Aujourd’hui, notre organisation cherche à éclairer ses angles morts et à donner une voix à nos groupes minoritaires de plusieurs façons : la création de groupes consultatifs pour les minorités, y compris les Defence Team Pride Advisory Organizations, dans tout le pays, permet aux membres et aux alliés des groupes de jouer un rôle consultatif “ pour nous, par nous “ ; la mise en œuvre, bien qu’elle ne soit pas encore omniprésente, du programme Positive Space Ambassador permet aux membres de la CAF d’apprendre comment créer et favoriser des espaces sûrs pour tous les membres. Le changement le plus récent, et peut-être le plus controversé, concerne les règles vestimentaires en vigueur depuis longtemps ; auparavant, les règles étaient rédigées de manière à définir strictement tous les aspects de l’apparence d’une personne, avec des politiques différentes pour les hommes et les femmes. Le nouveau règlement sur la tenue vestimentaire a été révisé pour reconnaître l’exigence de diversité et son impact positif sur l’efficacité opérationnelle dans nos rangs. Les membres ne seront plus limités à l’uniforme désigné comme correspondant aux genres binaires “ homme “ et “ femme “ ; désormais, les FAC sont libres de porter l’uniforme qui leur convient le mieux, quelle que soit leur identité sexuelle, et les règlements vestimentaires s’appliquent également à tous les membres des FAC.

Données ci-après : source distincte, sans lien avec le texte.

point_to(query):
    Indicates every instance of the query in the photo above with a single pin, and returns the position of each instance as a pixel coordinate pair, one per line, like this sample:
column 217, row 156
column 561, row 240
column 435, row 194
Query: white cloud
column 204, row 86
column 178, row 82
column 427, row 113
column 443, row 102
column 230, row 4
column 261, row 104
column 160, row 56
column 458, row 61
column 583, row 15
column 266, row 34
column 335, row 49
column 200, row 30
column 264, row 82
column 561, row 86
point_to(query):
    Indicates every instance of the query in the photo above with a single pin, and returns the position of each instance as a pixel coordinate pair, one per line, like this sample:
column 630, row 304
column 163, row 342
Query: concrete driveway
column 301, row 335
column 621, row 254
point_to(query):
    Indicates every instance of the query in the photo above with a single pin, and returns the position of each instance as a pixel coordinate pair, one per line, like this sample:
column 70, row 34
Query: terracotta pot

Bien que le Canada soit depuis longtemps considéré comme un chef de file en matière de pensée progressiste et de promotion des droits de la personne, nos organes directeurs sont composés d’humains et sont donc faillibles et capables d’erreurs. Les Forces armées canadiennes sont depuis longtemps censées refléter la société canadienne dans son ensemble - par leurs politiques, leur conduite et leurs membres ; la triste réalité est que les politiques historiquement discriminatoires qui étaient acceptables par les normes sociétales dans le passé ont également influencé le traitement des groupes minoritaires au sein des FAC, et la discrimination des membres 2SLGTBQ+ n’était pas unique aux FAC ou au MDN. Les progrès réalisés sont dus à la volonté de notre organisation de réévaluer des opinions autrefois partagées, de communiquer ses erreurs de manière transparente et d’écouter les membres des FAC sur la manière de s’améliorer. Les progrès sont dus à des pionniers comme Michelle Douglas qui ont eu le courage de rejeter l’intolérance et la discrimination, de demander des comptes à notre institution et, par conséquent, de façonner l’application de l’éthique de la CAF et son engagement envers l’inclusion.